There is a wide range of motivation behind residential arson including vandalism, concealing another crime, excitement, or revenge.
According to the National Center for the Analysis of Violent Crime, the most common motive (41 percent) for a serial arsonist is revenge, targeting the home of someone in retaliation for an actual or perceived injustice.
"Some people do it to collect on insurance - insurance fraud or arson for profit. For others, it's a way to avoid an impending foreclosure," said James LaBuhn, executive director of the Michigan Arson Prevention Committee (MAPC). "Regardless of the reason, residential arson is dangerous, is a criminal activity that results in deaths, injuries and millions of dollars in losses, devastating a community and decreasing property values."
To help safeguard your home, the Michigan Bureau of Fire Services and the MAPC advises:
- Keep yard lights on; set up inexpensive motion-activated lighting near entrances. Put interior lights on timers to give the illusion someone is home.
- Install burglar and fire alarms and a home sprinkler system.
- Keep a clear view of the house from the road by cutting or removing overgrown bushes.
- Keep house and garage doors and windows locked and bolted. Install dead bolt locks to external doors. Install window hardware that has spring-loaded bolts that insert through the window frame into the wall frame.

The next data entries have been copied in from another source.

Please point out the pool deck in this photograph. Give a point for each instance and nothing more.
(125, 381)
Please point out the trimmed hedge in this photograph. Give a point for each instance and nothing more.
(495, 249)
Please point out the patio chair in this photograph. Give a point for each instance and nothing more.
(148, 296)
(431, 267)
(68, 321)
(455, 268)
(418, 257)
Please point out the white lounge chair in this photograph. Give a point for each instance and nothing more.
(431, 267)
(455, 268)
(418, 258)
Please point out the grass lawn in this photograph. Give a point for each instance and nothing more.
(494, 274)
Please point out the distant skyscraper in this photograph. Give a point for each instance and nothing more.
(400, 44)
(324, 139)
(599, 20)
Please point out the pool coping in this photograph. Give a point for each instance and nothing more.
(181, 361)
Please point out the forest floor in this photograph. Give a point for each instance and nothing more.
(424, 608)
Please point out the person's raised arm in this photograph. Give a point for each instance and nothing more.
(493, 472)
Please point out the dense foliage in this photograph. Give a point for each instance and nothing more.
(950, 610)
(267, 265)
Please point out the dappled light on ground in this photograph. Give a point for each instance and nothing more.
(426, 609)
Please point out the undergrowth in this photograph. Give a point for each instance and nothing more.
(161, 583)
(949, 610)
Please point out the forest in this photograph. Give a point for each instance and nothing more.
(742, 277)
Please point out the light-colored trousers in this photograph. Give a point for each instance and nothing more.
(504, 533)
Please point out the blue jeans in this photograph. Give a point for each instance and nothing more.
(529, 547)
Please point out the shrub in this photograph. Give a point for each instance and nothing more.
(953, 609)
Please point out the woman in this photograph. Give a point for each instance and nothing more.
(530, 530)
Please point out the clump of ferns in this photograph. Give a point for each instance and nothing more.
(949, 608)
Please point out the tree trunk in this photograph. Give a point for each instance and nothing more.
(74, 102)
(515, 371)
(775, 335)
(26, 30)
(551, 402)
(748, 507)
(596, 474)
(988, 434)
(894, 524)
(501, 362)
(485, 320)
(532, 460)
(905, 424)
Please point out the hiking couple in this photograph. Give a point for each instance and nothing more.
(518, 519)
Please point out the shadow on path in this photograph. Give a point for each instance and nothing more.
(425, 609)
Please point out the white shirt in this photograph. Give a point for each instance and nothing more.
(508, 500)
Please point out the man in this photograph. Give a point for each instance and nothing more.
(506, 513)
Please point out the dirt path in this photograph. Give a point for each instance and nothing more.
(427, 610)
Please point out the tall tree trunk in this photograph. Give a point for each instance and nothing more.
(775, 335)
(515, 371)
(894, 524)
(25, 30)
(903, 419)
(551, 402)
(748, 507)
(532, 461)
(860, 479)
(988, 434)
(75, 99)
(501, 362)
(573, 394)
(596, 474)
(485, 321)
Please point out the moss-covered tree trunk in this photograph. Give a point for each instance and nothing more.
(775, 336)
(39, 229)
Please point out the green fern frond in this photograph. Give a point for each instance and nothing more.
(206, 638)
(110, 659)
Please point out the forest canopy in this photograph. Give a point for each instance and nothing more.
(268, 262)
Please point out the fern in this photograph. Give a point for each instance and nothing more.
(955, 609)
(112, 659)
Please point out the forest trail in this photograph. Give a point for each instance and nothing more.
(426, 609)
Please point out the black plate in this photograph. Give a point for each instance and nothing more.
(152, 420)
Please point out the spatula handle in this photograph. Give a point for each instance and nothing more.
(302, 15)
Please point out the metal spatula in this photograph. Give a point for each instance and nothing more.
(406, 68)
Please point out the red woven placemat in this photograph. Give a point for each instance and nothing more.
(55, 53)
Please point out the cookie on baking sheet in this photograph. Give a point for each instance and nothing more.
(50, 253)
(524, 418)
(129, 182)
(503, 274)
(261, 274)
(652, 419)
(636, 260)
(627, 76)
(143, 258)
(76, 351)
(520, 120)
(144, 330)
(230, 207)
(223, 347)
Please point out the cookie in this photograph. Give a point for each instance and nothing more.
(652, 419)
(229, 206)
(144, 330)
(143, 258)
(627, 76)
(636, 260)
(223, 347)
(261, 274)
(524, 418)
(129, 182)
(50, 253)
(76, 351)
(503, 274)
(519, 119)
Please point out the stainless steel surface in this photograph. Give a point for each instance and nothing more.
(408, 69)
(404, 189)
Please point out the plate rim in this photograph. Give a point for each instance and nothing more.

- Keep occupied and unoccupied property free of trash and debris.
An important way residents can help fight this crime is to report it.
Since 1975, the Michigan Arson Prevention Committee (MAPC) has administered a statewide tip reward program to help put arsonists behind bars.
Funded by insurance companies, the program has paid out $706,000 in rewards since its inception.
It has led to the arrest of 1,135 individuals on arson and related charges during that same time.
The Arson Control subcommittee of the MAPC provides awards of up to $5,000 for information that leads to the arrest and/or conviction of arsonists. Any citizen who has information about an arson or suspicious fire can call toll-free 1-800-44-ARSON (27766).
The U.S. Fire Administration's National Fire Incident Reporting System reports an estimated 16,800 intentionally set fires in residential buildings occur annually in the United States.
These fires result in an estimated 280 deaths, 775 injuries and $593 million in property loss each year.
The majority (76 percent) of intentionally set fires in residential buildings occurred in one- or two-family dwellings; an additional 19 percent of fires occurred in multifamily dwellings.
Forty-one percent of the intentionally set residential fires occurred in vacant buildings.
Rubbish and trash, magazines and newspapers; and uncontained flammable liquids or gas were the items most often first ignited in intentionally set fires in residential buildings.